Police are asking for the public's help to identify a man accused of burglarizing multiple cars and homes in a Mesa neighborhood over the past three months.

Officials say the crimes happened between the areas of Southern and University Drive and Sossaman and Ellsworth Road. 

In total, 18 burglaries have been reported, with 6 of them being residential and the other 12 being vehicular.

The suspect has been described as a 5'10" to 6' white man in his 20s with a red or brown beard. He reportedly has distinctive tattoos on his neck and left hand, and has been seen fleeing on a bicycle.

Anyone with information is asked to contact the Mesa Police Department at 480-644-2211 or Silent Witness at 480-WITNESS.

Victimized homeowner speaks out

The burglary suspect was caught on home surveillance video.

The burglary suspect was caught on home surveillance video. (Mesa Police)

On Dec. 7 at around 1:30 a.m. William Pollard's security camera caught a man creeping on his property. Video shows him peep around the pickup truck with a flashlight and head back toward the shed.

"You wanna die? Get on your hands and knees now," Pollard is seen saying as he confronts the accused burglar. "Get on your hands and knees now. On your hands and knees."

Pollard came out of his home armed with a gun.
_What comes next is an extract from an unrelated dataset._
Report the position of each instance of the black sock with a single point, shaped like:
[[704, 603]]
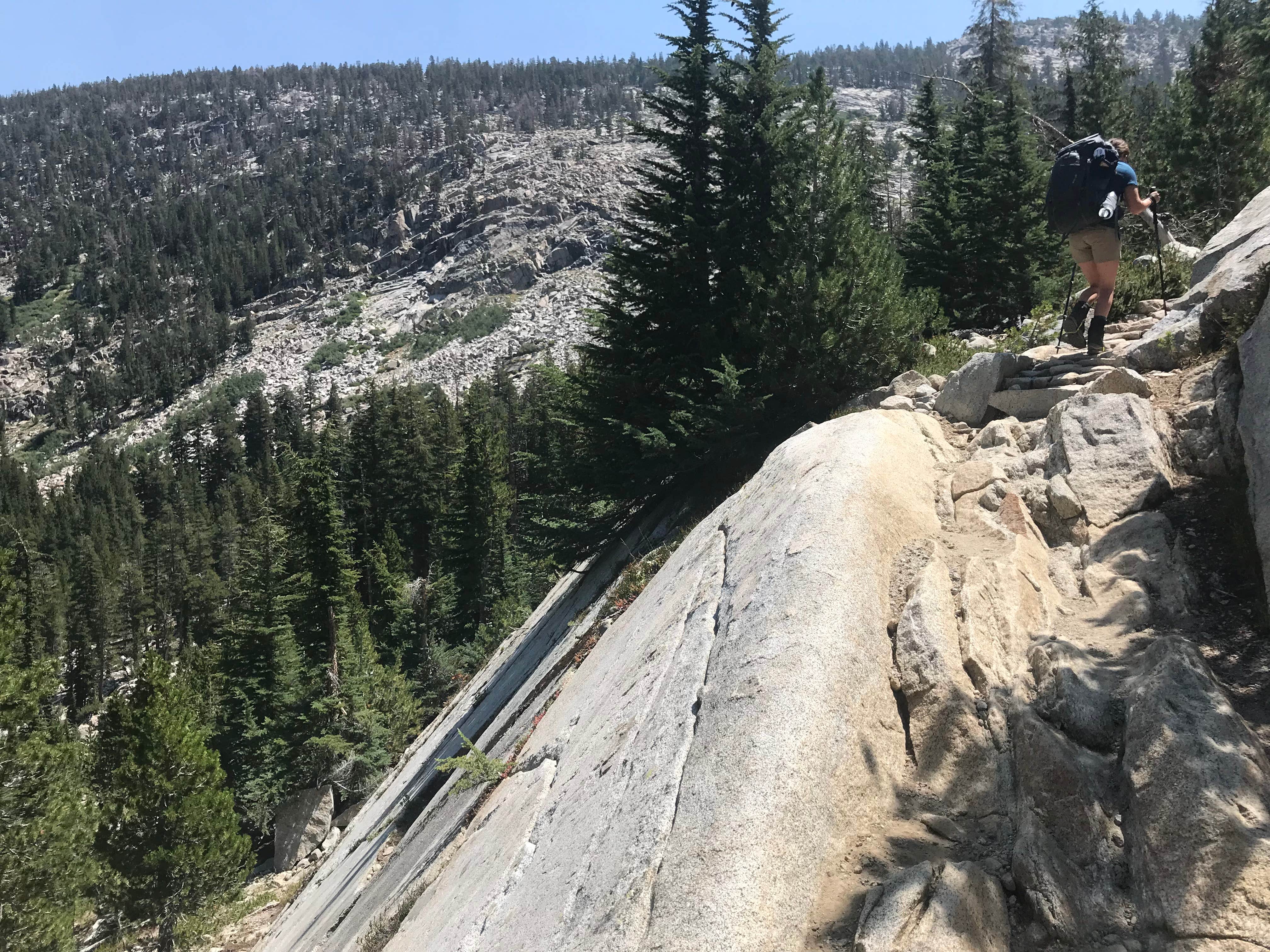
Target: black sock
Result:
[[1095, 336]]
He says he chose not to shoot as his wife called 911.

"He was able to get up and run, and as he ran away, he said, 'Don't shoot me in the back, don't shoot me in the back,' " the homeowner said.

The suspect ran out of the Las Palmas 55+ community near Main Street and Power Road in Mesa.
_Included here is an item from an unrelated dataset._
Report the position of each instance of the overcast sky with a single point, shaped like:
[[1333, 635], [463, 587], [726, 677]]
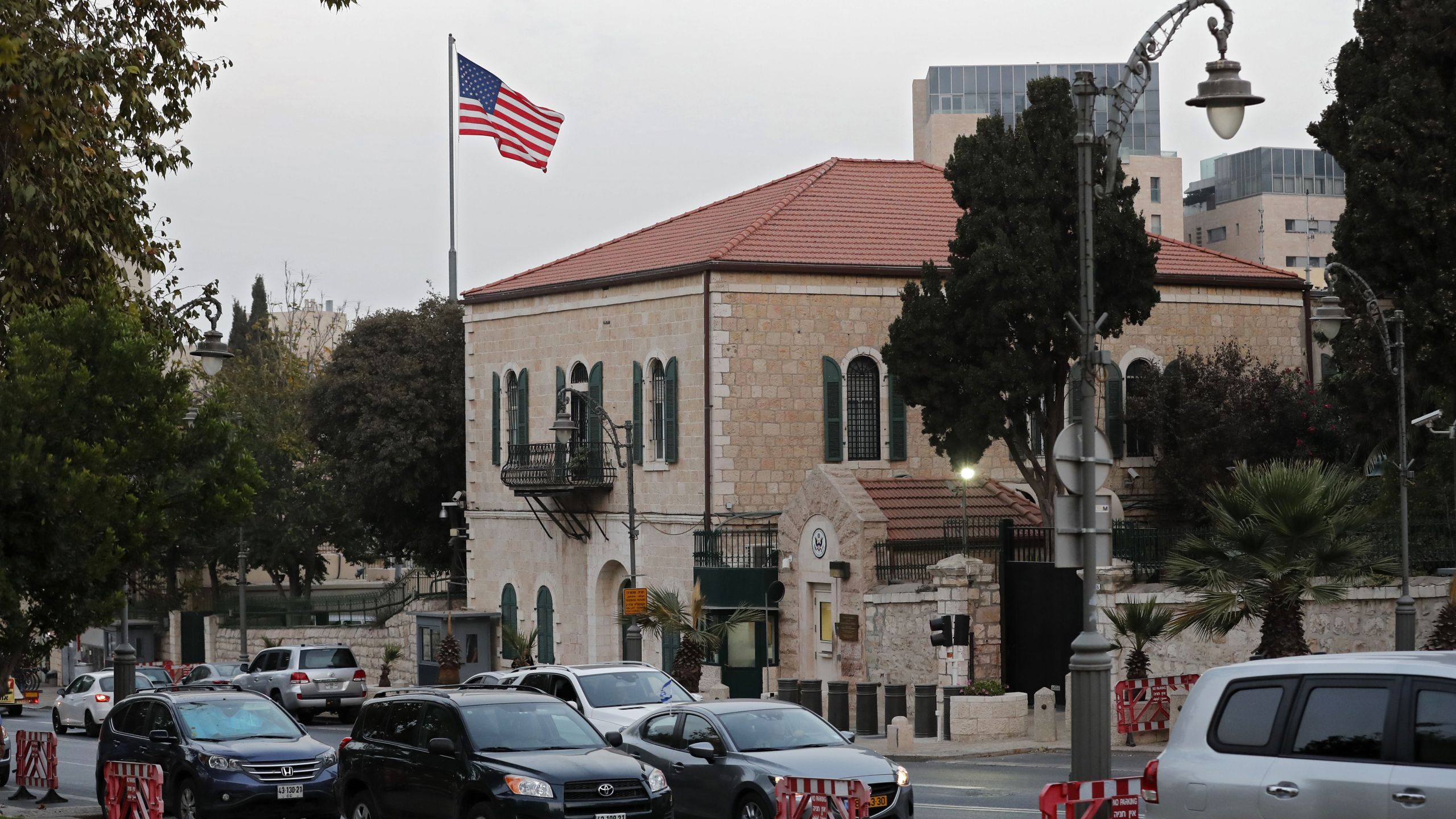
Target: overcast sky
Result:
[[325, 144]]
"He rifled through the truck, went through the compartments," Pollard said.

The homeowner says he stole a collectible knife and his wallet.

"He went to Walgreens and bought gift cards with two of my cards, and he was up to about $2,000 worth of…money he stole from me at Walgreens," Pollard said.

Pollard had to cancel his cards and get a new ID to clean up the mess. Police say he's one of many victims burglarized over the past three months.

"Violated in the fact that I have what I have, and somebody came to my environment and took what I have, because they don't have it," he said.

It took two weeks for him to shake off the paranoia.

"There are some elderly people in this community, and I don't want them to go through what I went through," said Pollard.